Its chromosome count is 2n = 40.

== Taxonomy ==
The first publication of Gentiana pannonica was by Giovanni Antonio Scopoli. The species epithet pannonica derives from the Roman province of Pannonia.

== Similar species ==
The Hungarian gentian is very similar to the purple gentian (Gentiana purpurea).

== Distribution and habitat ==
=== Range ===
The Hungarian gentian is found in the Eastern Alps, Bergamasque Alps, Carpathians and Transylvania. The western boundary of the gentian (Allgäu, eastern Switzerland) is coincident with the eastern boundary of the purple gentian.

In Austria the Hungarian gentian is scattered to moderately common (e.g. on the Krippenstein/Dachstein).
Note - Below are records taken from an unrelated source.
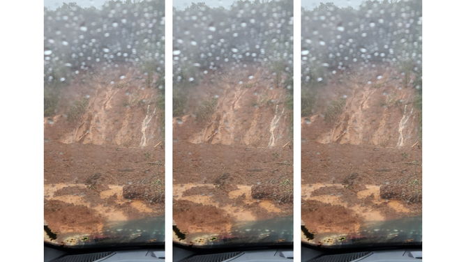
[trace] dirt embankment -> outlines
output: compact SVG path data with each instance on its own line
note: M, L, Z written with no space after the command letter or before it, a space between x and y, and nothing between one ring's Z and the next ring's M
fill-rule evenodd
M123 147L153 147L163 141L158 90L148 87L137 69L120 68L78 75L61 91L56 114L44 119L44 137L63 144ZM73 102L86 98L85 109L70 119Z
M231 75L207 74L189 93L184 115L173 118L173 138L193 144L278 147L288 142L292 111L286 108L286 89L276 86L265 70L239 69ZM206 100L217 105L207 120L195 114Z
M121 68L78 75L44 119L47 241L80 244L105 237L108 223L164 214L158 92L136 69ZM84 98L71 119L70 109ZM135 195L140 188L149 190Z
M326 119L342 98L341 111ZM303 233L303 241L332 245L368 222L421 214L414 99L415 90L391 68L337 72L318 90L313 114L301 118L302 219L314 237ZM325 242L330 233L338 238Z
M221 241L238 222L292 214L286 90L264 70L223 72L207 74L173 118L174 240L188 245ZM213 111L197 121L213 98Z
It does not occur in Vienna or the Burgenland. In Germany it occurs in the alms of the Bavarian Forest, including within the Bavarian Forest National Park.

=== Habitat ===
The Hungarian gentian thrives best on calcareous soil, but also on soils poor in calcium. It occurs in Central Europe in perennial meadows and cirques, bogs and mountain pine bush. The Hungarian gentian is a character species of the Nardion community, but also occurs in plant communities of the sub-group rhododendro-vaccinienion.

== Uses and conservation ==
The Hungarian gentian is an old medicinal herb and is used like the yellow gentian. Because it was intensively used in former times, its stocks shrank to just small residual populations. As a result, the IUCN placed it in the "near threatened" category. For the conservation of this species habitat management plans were created or adjusted.